Niemka, która używała pigułek antykoncepcyjnych Bayera, oskarżyła koncern o szkody zdrowotne. W otwartej niedawno sprawie sądowej oczekuje 200 tysięcy euro odszkodowania. Rok temu w Stanach Zjednoczonych 13,4 miliona dolarów wygrała Polka. Łącznie Bayer zapłacił już 1,9 mld dolarów w 9 tysiącach pozwów - czytamy na stronach ... wp.pl.

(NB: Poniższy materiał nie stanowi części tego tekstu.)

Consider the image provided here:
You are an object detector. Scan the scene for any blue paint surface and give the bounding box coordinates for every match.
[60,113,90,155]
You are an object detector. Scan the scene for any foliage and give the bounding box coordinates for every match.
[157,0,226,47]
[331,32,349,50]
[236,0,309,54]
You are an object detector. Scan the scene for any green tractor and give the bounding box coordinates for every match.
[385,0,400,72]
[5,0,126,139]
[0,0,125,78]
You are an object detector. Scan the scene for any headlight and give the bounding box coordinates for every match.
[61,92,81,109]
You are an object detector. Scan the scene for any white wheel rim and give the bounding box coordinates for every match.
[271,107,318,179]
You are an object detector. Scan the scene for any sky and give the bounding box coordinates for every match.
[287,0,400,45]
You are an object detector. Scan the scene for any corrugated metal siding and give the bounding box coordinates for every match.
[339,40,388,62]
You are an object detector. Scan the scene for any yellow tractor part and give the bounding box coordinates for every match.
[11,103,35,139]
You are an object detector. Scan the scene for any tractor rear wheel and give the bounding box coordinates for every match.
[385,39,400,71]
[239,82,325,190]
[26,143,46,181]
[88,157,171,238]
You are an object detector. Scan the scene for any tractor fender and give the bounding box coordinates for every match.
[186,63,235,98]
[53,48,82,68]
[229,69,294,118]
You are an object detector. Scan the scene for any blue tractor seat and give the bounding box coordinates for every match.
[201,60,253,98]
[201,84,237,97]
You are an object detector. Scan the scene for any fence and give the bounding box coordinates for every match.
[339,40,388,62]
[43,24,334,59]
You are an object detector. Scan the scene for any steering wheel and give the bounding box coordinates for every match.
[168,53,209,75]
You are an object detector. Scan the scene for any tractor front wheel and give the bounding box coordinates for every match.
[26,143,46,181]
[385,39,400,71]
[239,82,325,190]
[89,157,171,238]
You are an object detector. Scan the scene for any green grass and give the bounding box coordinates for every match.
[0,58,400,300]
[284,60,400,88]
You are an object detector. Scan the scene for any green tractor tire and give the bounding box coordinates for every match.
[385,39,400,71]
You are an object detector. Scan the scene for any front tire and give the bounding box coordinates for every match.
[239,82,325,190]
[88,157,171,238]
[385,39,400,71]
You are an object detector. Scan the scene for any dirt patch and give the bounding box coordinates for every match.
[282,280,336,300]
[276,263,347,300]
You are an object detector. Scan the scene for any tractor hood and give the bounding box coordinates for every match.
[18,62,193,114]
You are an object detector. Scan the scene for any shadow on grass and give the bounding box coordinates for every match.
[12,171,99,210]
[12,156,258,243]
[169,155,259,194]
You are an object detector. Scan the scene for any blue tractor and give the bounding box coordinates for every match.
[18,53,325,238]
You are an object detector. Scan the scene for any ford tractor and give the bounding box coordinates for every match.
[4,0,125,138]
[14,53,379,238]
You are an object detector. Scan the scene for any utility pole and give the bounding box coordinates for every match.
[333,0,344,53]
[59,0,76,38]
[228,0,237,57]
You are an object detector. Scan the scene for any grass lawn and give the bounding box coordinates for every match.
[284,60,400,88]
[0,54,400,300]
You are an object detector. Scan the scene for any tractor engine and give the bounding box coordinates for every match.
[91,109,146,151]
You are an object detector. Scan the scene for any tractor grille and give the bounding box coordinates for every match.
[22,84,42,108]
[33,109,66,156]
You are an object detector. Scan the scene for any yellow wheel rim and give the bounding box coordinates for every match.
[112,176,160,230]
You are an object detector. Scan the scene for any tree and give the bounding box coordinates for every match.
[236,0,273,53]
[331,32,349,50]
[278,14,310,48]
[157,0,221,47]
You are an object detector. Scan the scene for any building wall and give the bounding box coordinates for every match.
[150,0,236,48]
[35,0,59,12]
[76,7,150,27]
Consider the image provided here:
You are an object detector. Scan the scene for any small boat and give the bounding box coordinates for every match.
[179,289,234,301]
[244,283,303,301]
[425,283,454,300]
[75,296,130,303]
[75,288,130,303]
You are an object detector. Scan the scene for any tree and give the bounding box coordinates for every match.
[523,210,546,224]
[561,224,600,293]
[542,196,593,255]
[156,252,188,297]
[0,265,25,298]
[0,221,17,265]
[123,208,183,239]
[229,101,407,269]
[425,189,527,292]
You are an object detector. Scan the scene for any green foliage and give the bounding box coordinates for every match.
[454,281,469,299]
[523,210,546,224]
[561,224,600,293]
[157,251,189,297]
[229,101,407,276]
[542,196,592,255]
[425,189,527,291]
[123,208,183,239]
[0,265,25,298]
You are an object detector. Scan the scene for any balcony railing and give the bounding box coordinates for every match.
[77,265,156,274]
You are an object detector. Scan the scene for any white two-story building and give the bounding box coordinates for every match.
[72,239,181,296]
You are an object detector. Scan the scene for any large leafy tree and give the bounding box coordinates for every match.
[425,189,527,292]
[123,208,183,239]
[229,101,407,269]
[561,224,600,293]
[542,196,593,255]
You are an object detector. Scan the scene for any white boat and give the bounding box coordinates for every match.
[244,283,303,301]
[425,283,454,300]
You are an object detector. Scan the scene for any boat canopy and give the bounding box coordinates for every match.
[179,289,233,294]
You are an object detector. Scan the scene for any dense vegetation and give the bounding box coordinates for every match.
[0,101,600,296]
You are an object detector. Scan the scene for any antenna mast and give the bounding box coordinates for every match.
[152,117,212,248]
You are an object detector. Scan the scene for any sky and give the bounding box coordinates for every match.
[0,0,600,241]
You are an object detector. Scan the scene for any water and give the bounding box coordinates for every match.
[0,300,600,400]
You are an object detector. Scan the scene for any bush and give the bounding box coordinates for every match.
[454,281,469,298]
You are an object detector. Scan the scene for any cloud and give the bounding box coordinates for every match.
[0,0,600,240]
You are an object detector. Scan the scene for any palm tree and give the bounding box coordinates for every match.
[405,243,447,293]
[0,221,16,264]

Informacja przeklejona przez portal wp.pl stanowi kolejny dowód na to, że antykoncepcja zażywana przez kobiety to czysta śmierć. Zabija kobiece życie! Na dodatek firmy farmaceutyczne kłamią sprzedając ową truciznę i wzbogacają się kosztem kobiet.

"Sprawę przeciw Bayerowi otwarto 17 grudnia w sądzie w Waldshut-Tiengen w południowych Niemczech. Pozew złożony został jeszcze w 2011 roku przez studentkę weterynarii Felicitas Rohrer. Rohrer oczekuje 200 tysięcy euro za szkody zdrowotne, które mają być konsekwencją zażywania pigułek antykoncepcyjnych z serii Yasminelle, które według pozywającej spowodowały u niej zatorowość płucną, chorobę zagrażającą życiu - informuje BBC. To pierwszy taki pozew przeciw Bayerowi w Niemczech. Oprócz Rohrer u naszego zachodniego sąsiada osiem innych kobiet podjęło kroki prawne przeciw Bayerowi. Jak podaje Coordination gegen Bayer-Gefahren (Koalicja przeciw zagrożeniom ze strony firmy Bayer) koncern zdążył już przegrać 9 tysięcy podobnych spraw w USA, gdzie zmuszono go do zapłacenia odszkodowań w łącznej wysokości 1,9 mld dolarów, z czego tylko w 2014 roku kwotę 768 mln euro.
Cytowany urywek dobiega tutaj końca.